Some blood pressure drugs may help
protect against dementia, study shows
A particular class of medication used to treat high blood pressure could protect older
adults against memory decline and other impairments in cognitive function, according to a
newly published study from Wake Forest University School of Medicine. Research suggests
that some of the drugs classified as angiotensin-converting enzyme (ACE) inhibitors,
specifically those types of ACE inhibitors that affect the brain by crossing the
blood-brain barrier, may reduce inflammation that could contribute to the development of
Alzheimer's disease, a major cause of dementia. The study appears in the current issue of
Archives of Internal Medicine. "High blood pressure is an important risk factor for
Alzheimer's disease and vascular dementia," said Kaycee Sink, M.D., M.A.S., lead
author of the study, geriatrician and an assistant professor of internal medicine
gerontology. "Our study found that all blood pressure medications may not be equal
when it comes to reducing the risk of dementia in patients with hypertension."

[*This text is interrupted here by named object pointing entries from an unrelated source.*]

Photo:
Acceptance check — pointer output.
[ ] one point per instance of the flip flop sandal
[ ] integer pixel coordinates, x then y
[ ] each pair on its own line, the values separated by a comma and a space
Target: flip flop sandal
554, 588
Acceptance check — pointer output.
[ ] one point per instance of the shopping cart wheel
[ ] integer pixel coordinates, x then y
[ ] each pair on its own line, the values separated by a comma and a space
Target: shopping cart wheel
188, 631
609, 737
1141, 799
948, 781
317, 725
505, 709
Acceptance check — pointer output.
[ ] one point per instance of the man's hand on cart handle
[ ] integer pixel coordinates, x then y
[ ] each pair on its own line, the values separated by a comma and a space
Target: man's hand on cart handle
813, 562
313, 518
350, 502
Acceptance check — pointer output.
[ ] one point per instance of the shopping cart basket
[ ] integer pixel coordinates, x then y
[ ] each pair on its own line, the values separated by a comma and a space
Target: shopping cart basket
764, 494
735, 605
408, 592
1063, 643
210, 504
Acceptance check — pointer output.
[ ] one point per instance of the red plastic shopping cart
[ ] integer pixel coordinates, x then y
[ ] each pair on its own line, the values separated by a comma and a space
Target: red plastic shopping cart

Dementia is the broad term used to describe conditions in the brain that cause loss of
brain function. There are several different causes of dementia, but Alzheimer's disease
and strokes are two of the most common. People with dementia begin to lose their memory
and may not be able to think well enough to do normal activities, such as getting dressed
or eating, may lose their ability to solve problems or control their emotions, may
experience personality changes and/or may become agitated or see things that are not
there. While memory loss is the hallmark of dementia, it does not, by itself, mean an
individual has dementia. People with dementia have serious problems with two or more brain
functions, such as memory and problem solving. Someone is diagnosed with dementia every 70
seconds. It is estimated that the number of people in the United States living with
dementia will increase to about 13 million by the year 2050. Therefore, delaying the onset
of dementia, even by one year, would have a substantial impact on public health.